US 11,941,118 B2
System and method to build robust classifiers against evasion attacks
Devu Manikantan Shila, West Hartford, CT (US)
Assigned to CARRIER CORPORATION, Palm Beach Gardens, FL (US)
Appl. No. 16/972,243
Filed by CARRIER CORPORATION, Palm Beach Gardens, FL (US)
PCT Filed Oct. 30, 2019, PCT No. PCT/US2019/058697
§ 371(c)(1), (2) Date Dec. 4, 2020,
PCT Pub. No. WO2020/096826, PCT Pub. Date May 14, 2020.
Claims priority of application No. 201811041945 (IN), filed on Nov. 6, 2018.
Prior Publication US 2021/0256121 A1, Aug. 19, 2021
Int. Cl.
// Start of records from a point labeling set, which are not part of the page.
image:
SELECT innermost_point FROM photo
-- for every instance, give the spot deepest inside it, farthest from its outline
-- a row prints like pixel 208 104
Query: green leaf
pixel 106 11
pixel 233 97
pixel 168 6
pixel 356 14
G06F 21/56 (2013.01); G06F 18/2113 (2023.01); G06F 18/22 (2023.01); G06F 21/55 (2013.01); G06N 20/00 (2019.01)
CPC G06F 21/562 (2013.01) [G06F 18/2113 (2023.01); G06F 18/22 (2023.01); G06F 21/554 (2013.01); G06N 20/00 (2019.01)] 13 Claims
OG exemplary drawing
 
1. A system for building a robust classifier against evasion attacks, the system comprising:
a storage medium, the storage medium being coupled to a processor;
the processor configured to:
receive an application;
identify one or more features of the application;
determine a first confidence score for a first version of the application including a first set of features and determining a second confidence score for a second version of the application including a second set of features, wherein the first set of features is different than the second set of features;
determine a difference between the first confidence score and the second confidence score;
compare the difference with a convergence threshold;
based on the comparison, determine whether the first confidence score exceeds a confidence score threshold; and
generate a report based on determining the first confidence score exceeds the confidence score threshold;
wherein in response to determining the difference is greater than the convergence threshold, the processor is configured to:
determine a third version of the application by removing one feature of the one or more features from the second version of the application;
determine a third confidence score of the third version of the application;
determine a difference between the second confidence score and the third confidence score;
compare the difference with the convergence threshold;
based on the comparison, determine whether the second confidence score exceeds the confidence score threshold; and
generate the report based on determining the second confidence score exceeds the confidence score threshold.